Stanley Crouch: Pryor’s Flawed Legacy

In this tough-written piece, NY Post writer Stanley Crouch asserts that Richard Pryor’s legacy is one of vulgarity and minstrelsy.

“In the dung piles of pimp and gangster rap we hear from slime meisters like Snoop Dogg and 50 Cent, the worst of Pryor’s influence has been turned into an aspect of the new minstrelsy in which millions of dollars are made by “normalizing” demeaning imagery and misogyny.”

“This past Saturday Richard Pryor left this life and bequeathed to our culture as much darkness as he did the light his extraordinary talent made possible.

When we look at the remarkable descent this culture has made into smut, contempt, vulgarity and the pornographic, those of us who are not willing to drink the Kool-Aid marked “all’s well,” will have to address the fact that it was the combination of confusion and comic genius that made Pryor a much more negative influence than a positive one.

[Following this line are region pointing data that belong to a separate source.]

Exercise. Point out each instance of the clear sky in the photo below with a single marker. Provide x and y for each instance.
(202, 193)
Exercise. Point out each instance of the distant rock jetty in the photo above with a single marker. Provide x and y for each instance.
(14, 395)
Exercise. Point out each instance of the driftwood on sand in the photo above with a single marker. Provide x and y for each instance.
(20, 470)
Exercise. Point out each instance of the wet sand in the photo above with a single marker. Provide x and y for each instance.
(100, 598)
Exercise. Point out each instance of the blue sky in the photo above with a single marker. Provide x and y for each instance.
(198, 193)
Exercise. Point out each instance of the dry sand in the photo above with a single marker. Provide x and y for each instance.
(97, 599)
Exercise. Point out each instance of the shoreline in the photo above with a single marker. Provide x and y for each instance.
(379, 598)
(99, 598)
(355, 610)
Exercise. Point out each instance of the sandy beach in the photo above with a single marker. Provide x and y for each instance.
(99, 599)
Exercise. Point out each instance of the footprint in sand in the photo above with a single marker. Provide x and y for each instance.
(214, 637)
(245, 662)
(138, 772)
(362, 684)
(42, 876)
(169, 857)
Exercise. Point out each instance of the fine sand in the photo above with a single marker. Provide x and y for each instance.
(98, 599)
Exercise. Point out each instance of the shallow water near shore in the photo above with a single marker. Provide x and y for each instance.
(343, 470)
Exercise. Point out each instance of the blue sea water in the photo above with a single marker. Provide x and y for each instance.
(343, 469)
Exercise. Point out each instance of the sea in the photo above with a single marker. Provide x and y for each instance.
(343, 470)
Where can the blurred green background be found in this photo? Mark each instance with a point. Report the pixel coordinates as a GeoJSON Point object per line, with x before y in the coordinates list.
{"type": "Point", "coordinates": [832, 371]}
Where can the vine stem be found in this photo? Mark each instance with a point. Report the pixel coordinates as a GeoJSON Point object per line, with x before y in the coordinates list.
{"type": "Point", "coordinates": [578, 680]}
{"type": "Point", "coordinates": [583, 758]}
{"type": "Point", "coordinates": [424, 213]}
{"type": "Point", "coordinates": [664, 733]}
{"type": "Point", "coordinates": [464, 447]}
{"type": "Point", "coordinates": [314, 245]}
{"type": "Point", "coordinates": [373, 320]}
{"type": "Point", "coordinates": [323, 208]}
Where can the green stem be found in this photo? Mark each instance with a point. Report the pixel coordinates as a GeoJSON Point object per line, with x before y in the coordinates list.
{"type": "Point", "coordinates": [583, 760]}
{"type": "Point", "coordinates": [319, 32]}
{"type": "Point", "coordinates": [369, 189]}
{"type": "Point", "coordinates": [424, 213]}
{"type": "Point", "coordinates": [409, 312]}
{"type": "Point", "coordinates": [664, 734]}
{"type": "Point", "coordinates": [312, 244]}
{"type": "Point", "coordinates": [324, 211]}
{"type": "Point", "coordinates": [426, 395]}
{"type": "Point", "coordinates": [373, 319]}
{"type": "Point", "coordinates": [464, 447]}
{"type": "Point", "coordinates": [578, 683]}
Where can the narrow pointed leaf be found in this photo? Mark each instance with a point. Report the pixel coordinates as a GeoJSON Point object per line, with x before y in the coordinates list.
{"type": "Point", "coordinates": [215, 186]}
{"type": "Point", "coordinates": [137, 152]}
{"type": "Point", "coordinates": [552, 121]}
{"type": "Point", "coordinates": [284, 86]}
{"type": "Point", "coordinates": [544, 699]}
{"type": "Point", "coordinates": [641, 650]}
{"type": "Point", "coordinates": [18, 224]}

Pryor reached for anything that would make white America uncomfortable and would prop up a smug belief among black Americans that they were always “more cool” and more ready to “face life” than the members of majority culture.”

TheStateOf . . . Richard Pryor. I have mixed emotions about Pryor (and Crouch too). Pryor was hilarious, no doubt, but Crouch makes good points about Pryor’s larger legacy, which includes, among many aspects, the public acceptance of the gravest profanity, especially when used by African Americans. Would 50-Cent be possible without Richard Pryor? I don’t know. Still, there’s a part of me that is slow to judge Pryor. After all, his mother was a prostitute and guys would come by and ask him if his mom was home so they could get a blowjob.